EnterpriseDB gets a little Red Hat inside

by Matt Asay

Ed Boyajian, former vice president and general manager, North American sales, Red Hat, has been named as EnterpriseDB's new president and CEO. Andy Astor will assume the role of executive vice president of Business Development at EnterpriseDB, and has no doubt breathed a huge sigh of relief at giving up the reins to Ed.

This is just one of the three new open-source CEOs I reported a few weeks back.

Savio rightly suggests that this is a positive indicator of EnterpriseDB's/PostgreSQL's health, rather than an indication of any ailment at Red Hat. Even so, I wouldn't have pegged EnterpriseDB as the place for Alex Pinchev's right-hand man to end up.

EnterpriseDB has struggled to keep pace with MySQL's brand and revenue momentum. I'm not sure this changes that. What it might do is make EnterpriseDB an interesting acquisition for Red Hat. Red Hat needs to continue to grow out its "hub-of-the-commercial-open-source-community" play, and a database is going to be critical to that.

Having missed out on MySQL, could PostgreSQL be a good back-up plan? Perhaps. But then, as perhaps JOnAS proved, buying into second place has yet to prove itself as a viable strategy in open source. First-mover advantage tends to translate into "winner takes all."

Even so, best of luck to Ed, Andy, and the EnterpriseDB team.

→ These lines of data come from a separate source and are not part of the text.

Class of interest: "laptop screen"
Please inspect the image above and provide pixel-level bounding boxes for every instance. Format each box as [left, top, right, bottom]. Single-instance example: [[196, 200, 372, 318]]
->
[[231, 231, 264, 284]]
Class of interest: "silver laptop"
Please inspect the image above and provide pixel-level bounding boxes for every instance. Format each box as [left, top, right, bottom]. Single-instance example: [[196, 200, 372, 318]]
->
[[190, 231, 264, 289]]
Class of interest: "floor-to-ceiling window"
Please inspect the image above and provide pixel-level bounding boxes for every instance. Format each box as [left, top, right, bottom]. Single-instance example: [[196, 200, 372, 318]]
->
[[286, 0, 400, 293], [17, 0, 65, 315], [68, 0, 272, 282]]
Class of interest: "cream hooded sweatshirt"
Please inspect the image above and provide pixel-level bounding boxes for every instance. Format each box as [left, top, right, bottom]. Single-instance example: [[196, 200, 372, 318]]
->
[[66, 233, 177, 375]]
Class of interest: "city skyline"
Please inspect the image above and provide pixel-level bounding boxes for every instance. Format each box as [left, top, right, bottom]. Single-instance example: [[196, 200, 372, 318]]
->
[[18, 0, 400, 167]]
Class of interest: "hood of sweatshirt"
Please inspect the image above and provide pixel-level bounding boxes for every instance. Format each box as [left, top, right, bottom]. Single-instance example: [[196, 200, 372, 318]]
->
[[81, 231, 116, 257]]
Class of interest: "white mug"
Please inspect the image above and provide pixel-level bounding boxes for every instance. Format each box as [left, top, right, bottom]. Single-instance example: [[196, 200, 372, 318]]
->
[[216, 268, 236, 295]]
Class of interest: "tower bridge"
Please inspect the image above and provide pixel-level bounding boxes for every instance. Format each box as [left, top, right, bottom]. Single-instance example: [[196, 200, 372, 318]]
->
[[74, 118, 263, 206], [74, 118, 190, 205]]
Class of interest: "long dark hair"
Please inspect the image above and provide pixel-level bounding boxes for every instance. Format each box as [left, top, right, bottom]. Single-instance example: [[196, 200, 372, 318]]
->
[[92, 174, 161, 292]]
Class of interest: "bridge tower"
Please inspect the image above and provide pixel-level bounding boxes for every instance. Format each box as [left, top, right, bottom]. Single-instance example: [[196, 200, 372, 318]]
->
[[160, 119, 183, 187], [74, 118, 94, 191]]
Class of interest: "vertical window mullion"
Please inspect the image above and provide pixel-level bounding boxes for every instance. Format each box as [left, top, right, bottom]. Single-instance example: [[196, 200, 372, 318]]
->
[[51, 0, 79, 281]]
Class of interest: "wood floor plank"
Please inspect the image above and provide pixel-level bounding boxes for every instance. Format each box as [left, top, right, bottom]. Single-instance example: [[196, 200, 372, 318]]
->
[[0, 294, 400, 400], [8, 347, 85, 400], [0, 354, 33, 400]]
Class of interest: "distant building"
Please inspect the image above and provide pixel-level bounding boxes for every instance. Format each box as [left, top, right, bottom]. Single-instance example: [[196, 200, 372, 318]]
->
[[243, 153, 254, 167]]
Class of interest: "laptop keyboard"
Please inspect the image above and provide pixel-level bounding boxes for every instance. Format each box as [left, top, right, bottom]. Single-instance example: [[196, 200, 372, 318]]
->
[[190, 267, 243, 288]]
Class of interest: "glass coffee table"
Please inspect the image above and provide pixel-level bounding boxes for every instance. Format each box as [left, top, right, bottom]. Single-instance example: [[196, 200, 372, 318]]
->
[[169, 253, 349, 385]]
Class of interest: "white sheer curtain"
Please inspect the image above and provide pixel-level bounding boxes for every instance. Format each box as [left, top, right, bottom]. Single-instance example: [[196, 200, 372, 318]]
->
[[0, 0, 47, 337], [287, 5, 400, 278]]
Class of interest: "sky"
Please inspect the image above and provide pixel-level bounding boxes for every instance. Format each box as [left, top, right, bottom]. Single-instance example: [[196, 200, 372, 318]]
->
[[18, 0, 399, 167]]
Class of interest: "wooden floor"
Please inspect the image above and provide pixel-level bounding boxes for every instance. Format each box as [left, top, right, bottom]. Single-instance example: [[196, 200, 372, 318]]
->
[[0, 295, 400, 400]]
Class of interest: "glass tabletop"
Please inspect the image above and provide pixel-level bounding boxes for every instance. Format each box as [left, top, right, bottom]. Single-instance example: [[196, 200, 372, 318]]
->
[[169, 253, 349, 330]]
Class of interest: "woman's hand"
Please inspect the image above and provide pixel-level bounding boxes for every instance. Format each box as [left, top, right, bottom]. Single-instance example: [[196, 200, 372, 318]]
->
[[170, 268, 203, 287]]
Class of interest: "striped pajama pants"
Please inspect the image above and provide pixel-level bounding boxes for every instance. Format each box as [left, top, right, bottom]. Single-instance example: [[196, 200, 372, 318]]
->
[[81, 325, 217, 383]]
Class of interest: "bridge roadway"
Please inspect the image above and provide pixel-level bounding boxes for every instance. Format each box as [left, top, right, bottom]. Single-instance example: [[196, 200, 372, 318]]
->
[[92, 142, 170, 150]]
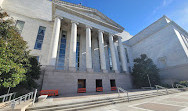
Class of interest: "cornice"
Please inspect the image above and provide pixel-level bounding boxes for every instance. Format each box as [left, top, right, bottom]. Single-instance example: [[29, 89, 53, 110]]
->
[[53, 0, 124, 30]]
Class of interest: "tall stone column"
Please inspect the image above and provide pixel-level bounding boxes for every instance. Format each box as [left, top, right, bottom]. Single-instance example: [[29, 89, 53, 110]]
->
[[109, 34, 119, 73], [118, 37, 129, 73], [69, 21, 78, 72], [98, 30, 107, 73], [50, 17, 61, 66], [86, 26, 93, 72]]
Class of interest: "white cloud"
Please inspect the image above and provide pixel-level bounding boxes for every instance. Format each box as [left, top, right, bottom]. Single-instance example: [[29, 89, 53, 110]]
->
[[153, 0, 173, 15]]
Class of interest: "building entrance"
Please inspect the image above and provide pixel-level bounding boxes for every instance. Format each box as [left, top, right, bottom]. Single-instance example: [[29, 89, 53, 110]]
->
[[110, 79, 116, 91], [78, 79, 86, 93], [96, 79, 103, 92]]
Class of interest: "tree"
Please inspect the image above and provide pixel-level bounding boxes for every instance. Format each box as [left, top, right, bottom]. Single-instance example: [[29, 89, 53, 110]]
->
[[132, 54, 160, 88], [19, 57, 41, 90], [0, 10, 40, 91]]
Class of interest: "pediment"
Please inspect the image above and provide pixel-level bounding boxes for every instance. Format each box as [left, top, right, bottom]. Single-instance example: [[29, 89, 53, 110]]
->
[[54, 0, 124, 30]]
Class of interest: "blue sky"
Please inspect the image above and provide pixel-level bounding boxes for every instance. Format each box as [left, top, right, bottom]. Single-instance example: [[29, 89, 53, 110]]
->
[[63, 0, 188, 35]]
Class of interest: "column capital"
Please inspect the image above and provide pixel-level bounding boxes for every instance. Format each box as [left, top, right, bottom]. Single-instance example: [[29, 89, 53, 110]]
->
[[109, 33, 115, 37], [86, 25, 92, 29], [98, 30, 104, 33], [118, 36, 122, 39], [53, 15, 63, 19], [71, 20, 79, 25]]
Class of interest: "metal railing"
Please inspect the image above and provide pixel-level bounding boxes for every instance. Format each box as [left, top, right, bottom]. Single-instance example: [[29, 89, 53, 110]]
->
[[117, 87, 129, 102], [10, 89, 37, 109], [0, 93, 16, 103], [176, 84, 187, 89], [155, 85, 168, 94]]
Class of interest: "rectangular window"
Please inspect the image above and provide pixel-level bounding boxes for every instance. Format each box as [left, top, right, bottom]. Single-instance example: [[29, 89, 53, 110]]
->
[[34, 26, 46, 50], [56, 31, 67, 70], [15, 20, 25, 34], [34, 56, 39, 62], [108, 46, 112, 70], [125, 48, 129, 63], [117, 46, 123, 72], [76, 34, 80, 70]]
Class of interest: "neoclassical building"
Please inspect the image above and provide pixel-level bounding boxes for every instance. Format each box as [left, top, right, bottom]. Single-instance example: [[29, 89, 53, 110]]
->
[[1, 0, 131, 95], [0, 0, 188, 95]]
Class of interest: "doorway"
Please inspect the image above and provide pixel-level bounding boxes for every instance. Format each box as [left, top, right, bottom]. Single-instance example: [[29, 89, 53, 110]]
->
[[110, 79, 117, 91], [96, 79, 103, 92], [78, 79, 86, 93]]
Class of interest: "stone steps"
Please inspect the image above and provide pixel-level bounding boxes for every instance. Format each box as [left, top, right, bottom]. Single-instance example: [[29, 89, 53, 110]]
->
[[27, 89, 180, 111]]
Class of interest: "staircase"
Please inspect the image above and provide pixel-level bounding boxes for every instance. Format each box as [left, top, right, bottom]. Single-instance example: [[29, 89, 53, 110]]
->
[[27, 89, 184, 111]]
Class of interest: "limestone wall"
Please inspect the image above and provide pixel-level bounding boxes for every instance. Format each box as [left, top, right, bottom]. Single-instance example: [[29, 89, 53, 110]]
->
[[131, 25, 188, 67], [0, 0, 52, 21], [42, 70, 132, 96], [4, 11, 53, 65]]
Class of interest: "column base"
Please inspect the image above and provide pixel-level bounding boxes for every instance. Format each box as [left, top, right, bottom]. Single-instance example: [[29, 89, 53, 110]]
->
[[122, 71, 130, 74], [114, 70, 120, 74], [101, 69, 108, 73], [69, 67, 76, 72], [87, 68, 93, 73]]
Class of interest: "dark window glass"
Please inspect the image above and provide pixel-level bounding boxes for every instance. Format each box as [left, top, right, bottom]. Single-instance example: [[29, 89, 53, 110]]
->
[[56, 31, 67, 70], [16, 20, 25, 34], [108, 47, 112, 70], [125, 48, 129, 63], [34, 26, 46, 50], [76, 34, 80, 70]]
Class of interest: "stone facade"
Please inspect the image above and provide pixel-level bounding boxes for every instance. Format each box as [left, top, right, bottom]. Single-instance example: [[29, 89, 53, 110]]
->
[[124, 16, 188, 84], [1, 0, 132, 95], [0, 0, 188, 95]]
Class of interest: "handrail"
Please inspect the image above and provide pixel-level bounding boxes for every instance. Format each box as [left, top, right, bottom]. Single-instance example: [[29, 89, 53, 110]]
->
[[155, 85, 168, 94], [176, 84, 186, 88], [117, 87, 129, 102], [10, 89, 37, 109], [0, 92, 16, 102]]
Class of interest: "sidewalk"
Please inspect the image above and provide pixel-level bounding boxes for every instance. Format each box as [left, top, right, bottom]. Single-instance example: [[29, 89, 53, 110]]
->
[[82, 92, 188, 111], [34, 90, 160, 107]]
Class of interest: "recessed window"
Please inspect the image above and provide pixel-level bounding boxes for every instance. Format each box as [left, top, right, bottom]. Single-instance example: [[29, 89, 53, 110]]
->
[[34, 26, 46, 50], [35, 56, 39, 62], [125, 48, 129, 63], [158, 57, 167, 68], [15, 20, 25, 34], [76, 34, 80, 70], [108, 46, 112, 70]]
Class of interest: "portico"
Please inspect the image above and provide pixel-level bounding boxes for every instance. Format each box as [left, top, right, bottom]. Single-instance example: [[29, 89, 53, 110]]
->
[[39, 0, 131, 94], [49, 15, 127, 73]]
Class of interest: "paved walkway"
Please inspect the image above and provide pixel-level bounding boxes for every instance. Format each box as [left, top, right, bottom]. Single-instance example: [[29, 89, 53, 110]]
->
[[82, 92, 188, 111], [34, 90, 160, 107]]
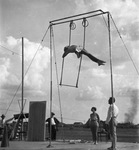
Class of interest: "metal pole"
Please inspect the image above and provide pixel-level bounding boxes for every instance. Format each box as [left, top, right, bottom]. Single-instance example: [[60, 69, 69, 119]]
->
[[108, 13, 116, 150], [20, 37, 24, 140], [21, 37, 24, 113], [47, 24, 52, 148], [108, 13, 113, 97]]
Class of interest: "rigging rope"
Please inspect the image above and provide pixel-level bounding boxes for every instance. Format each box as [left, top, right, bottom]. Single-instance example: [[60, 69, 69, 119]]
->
[[60, 20, 76, 87], [5, 26, 50, 115], [76, 18, 89, 87], [0, 45, 22, 56], [52, 29, 63, 123]]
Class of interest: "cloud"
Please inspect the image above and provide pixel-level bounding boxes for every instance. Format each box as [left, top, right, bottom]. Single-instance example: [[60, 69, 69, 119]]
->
[[0, 36, 50, 100], [0, 58, 10, 87]]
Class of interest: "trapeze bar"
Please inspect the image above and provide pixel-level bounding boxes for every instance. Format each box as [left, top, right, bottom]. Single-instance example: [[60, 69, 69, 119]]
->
[[50, 12, 108, 25], [60, 84, 78, 88], [50, 9, 104, 23]]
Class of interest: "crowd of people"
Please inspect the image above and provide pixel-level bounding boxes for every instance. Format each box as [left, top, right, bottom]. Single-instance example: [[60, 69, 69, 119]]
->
[[46, 97, 119, 150], [0, 97, 119, 150]]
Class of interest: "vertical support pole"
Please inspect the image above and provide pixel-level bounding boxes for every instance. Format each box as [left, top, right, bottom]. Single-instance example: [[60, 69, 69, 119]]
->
[[19, 37, 24, 140], [108, 13, 113, 97], [108, 12, 116, 150], [21, 37, 24, 113], [47, 24, 52, 148]]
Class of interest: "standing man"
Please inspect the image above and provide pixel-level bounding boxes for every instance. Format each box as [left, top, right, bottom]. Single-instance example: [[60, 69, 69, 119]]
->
[[46, 112, 60, 141], [106, 97, 119, 150], [90, 107, 100, 145]]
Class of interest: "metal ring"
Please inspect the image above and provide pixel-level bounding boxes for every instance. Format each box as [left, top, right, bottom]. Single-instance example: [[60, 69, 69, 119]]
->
[[70, 21, 76, 30], [82, 18, 89, 27]]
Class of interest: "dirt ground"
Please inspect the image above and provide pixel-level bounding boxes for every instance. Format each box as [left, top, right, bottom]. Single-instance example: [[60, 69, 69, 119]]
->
[[0, 140, 139, 150]]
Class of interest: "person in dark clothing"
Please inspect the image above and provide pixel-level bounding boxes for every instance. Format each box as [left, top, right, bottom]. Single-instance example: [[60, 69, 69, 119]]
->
[[90, 107, 100, 145], [62, 45, 106, 66], [46, 112, 60, 140]]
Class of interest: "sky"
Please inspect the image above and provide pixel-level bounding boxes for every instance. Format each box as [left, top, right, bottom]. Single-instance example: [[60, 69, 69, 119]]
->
[[0, 0, 139, 124]]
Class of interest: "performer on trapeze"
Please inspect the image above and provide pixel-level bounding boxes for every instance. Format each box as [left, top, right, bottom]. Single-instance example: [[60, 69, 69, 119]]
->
[[62, 45, 106, 66]]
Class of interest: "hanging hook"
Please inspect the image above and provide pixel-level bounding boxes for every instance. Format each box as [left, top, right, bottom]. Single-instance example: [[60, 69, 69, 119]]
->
[[70, 20, 76, 30], [82, 18, 89, 27]]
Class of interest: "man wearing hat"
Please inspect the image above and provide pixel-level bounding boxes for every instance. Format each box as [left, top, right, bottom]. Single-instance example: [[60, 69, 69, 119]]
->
[[0, 114, 5, 128], [90, 107, 100, 145], [105, 97, 119, 150], [46, 112, 60, 140]]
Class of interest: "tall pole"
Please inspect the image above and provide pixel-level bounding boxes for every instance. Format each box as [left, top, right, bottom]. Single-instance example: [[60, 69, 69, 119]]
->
[[108, 13, 116, 150], [108, 13, 113, 97], [21, 37, 24, 114], [47, 24, 52, 147]]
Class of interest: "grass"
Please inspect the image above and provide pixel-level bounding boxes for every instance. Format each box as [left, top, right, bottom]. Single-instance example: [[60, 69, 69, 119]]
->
[[46, 127, 139, 143]]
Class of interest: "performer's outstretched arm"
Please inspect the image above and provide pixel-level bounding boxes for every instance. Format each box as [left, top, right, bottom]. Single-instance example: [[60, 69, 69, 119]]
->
[[81, 49, 106, 66]]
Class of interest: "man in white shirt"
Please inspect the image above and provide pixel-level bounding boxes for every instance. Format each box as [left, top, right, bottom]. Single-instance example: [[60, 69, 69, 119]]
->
[[105, 97, 119, 150], [46, 112, 60, 140]]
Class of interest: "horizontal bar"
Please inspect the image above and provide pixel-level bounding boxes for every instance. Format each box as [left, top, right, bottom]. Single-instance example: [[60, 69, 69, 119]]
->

Matt Asay brings a decade of in-the-trenches open-source business and legal experience to The Open Road, with an emphasis on emerging open-source business strategies and opportunities. Matt is vice president of business development at Alfresco, a company that develops open-source software for content management. He is a member of the CNET Blog Network and is not an employee of CNET. Disclosure.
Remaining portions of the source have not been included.